De Wings for Life World Run door de ogen van Lindsey De Grande

Running.be-columniste Lindsey De Grande liep vorige week in Ieper de Wings for Life World Run. Lees hier haar verhaal.

Lopen, zo lang en zo ver als je kan, tot de ‘catcher car’ je inhaalt. Meer woorden heb je niet nodig om de fervente joggers uit hun zetel te krijgen en richting startlijn te loodsen. Voeg daar nog eens aan toe dat je door deel te nemen aan deze unieke wedstrijd ruggenmergonderzoek steunt – met als ultieme doel mensen met een verlamming weer aan het wandelen te krijgen – en je hebt een concept om u tegen te zeggen.
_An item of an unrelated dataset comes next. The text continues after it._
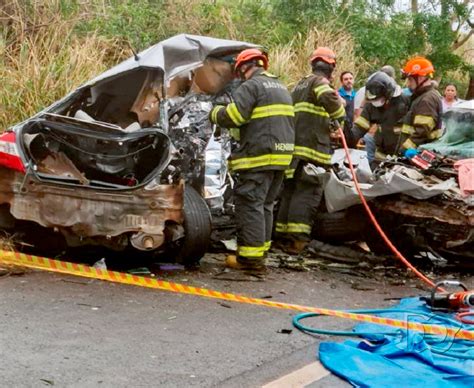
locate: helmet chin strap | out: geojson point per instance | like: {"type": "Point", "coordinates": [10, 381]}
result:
{"type": "Point", "coordinates": [420, 84]}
Een concept dat op zich vrij simpel is. Dertig minuten na het startschot, wanneer menig loper al heel wat meters in de benen heeft, start er een wagen – met de toepasselijke naam catcher car – aan 15km/u. Na een uur drijft de wagen de snelheid op naar 16 km/u, om nog eens een uur later naar 17km/u te gaan. Voor de enkelingen die dan nog dapper hun voeten voor elkaar gezet krijgen, komt de eindmeet meteen heel wat sneller dichterbij wanneer de wagen naar 20km/u gaat. Indien er twee uur later nog lopers in de wedstrijd zijn, is dat alvast van korte duur. De wagen gaat naar 35km/u tot de laatste loper is ingehaald. Wie wereldwijd, van de 35 locaties waar de wedstrijd op hetzelfde moment doorgaat, op dat moment aan de leiding loopt, mag zich een jaar lang Wereldkampioen of Wereldkampioene Wings For Life World Run noemen en wint een wereldreis.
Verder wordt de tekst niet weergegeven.